Do you have a favourite club in Manchester?
We have been playing Fuel a lot, which is where we first played. We also played the White Hotel once and that was really cool – something of a similar vibe to here at the Windmill.
And what’s the weirdest or funniest thing that’s happened to you while playing a gig?
We were playing at a venue called the Deaf Institute in Manchester, and right between songs someone shouted “Daniel Radcliffe!” at us. We couldn’t figure out who they meant, whether Harvey or Sam – we think it was Sam in the end. And everyone laughed – the laughter was louder than any of the cheers we got. Maybe I [Sam] should start shouting “Expelliarmus!” or something.
You have a tour planned for the Summer, where will you be playing?
We’re going to do Brighton, then Liverpool, Exeter, and Bristol, which we have never done before… We really are trying to expand beyond Manchester now – if we had a map of all the places we played, it would be a ton of pins in Manchester and then a couple in London and we’re really looking to change that.

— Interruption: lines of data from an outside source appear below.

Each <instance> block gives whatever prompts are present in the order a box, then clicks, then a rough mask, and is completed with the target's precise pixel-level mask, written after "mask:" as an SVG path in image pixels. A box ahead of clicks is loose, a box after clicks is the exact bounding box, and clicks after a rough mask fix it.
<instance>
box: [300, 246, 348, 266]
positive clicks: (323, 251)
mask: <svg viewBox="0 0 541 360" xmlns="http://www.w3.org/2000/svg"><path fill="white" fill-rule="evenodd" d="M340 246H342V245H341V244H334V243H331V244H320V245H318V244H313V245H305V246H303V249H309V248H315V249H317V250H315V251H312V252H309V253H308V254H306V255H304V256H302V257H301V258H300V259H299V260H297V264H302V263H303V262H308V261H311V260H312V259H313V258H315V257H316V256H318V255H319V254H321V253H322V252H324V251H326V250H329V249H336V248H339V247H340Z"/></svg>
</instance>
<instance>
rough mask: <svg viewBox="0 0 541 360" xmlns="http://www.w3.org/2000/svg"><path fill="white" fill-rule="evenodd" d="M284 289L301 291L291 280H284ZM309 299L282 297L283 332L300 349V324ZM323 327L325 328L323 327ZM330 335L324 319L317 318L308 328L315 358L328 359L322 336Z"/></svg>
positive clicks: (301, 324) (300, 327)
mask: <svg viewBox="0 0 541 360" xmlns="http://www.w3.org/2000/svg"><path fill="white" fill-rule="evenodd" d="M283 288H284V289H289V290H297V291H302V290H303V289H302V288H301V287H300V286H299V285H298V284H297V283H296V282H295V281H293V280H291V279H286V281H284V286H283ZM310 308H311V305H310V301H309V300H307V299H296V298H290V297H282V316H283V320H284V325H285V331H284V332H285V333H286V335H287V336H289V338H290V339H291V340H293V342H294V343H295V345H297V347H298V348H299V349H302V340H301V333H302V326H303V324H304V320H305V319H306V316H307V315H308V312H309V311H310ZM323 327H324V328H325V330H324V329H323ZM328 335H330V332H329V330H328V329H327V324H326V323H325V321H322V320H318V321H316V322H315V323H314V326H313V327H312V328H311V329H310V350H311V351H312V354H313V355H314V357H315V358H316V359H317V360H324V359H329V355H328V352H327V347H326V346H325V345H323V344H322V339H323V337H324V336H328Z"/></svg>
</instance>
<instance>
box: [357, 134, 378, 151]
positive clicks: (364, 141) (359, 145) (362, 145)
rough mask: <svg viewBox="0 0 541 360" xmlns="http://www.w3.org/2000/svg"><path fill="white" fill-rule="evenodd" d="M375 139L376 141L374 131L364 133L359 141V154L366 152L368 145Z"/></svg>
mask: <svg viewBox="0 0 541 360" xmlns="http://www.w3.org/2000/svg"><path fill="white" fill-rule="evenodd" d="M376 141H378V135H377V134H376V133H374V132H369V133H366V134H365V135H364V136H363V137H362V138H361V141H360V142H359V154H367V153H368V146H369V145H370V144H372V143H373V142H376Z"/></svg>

We’re hoping to do some festivals next year, as well.
And finally, if you could play anywhere, with anyone, what would it be?
Maybe here at the Windmill, actually, perhaps with Shame. Or Wembley! If we’re going to do anywhere maybe we should be ambitious and say Wembley. With Bambara. Bambara are good. Although, jokes aside, we really like smaller stages. It works better with our sound and there’s also a better connection with the audience, and with each other, too.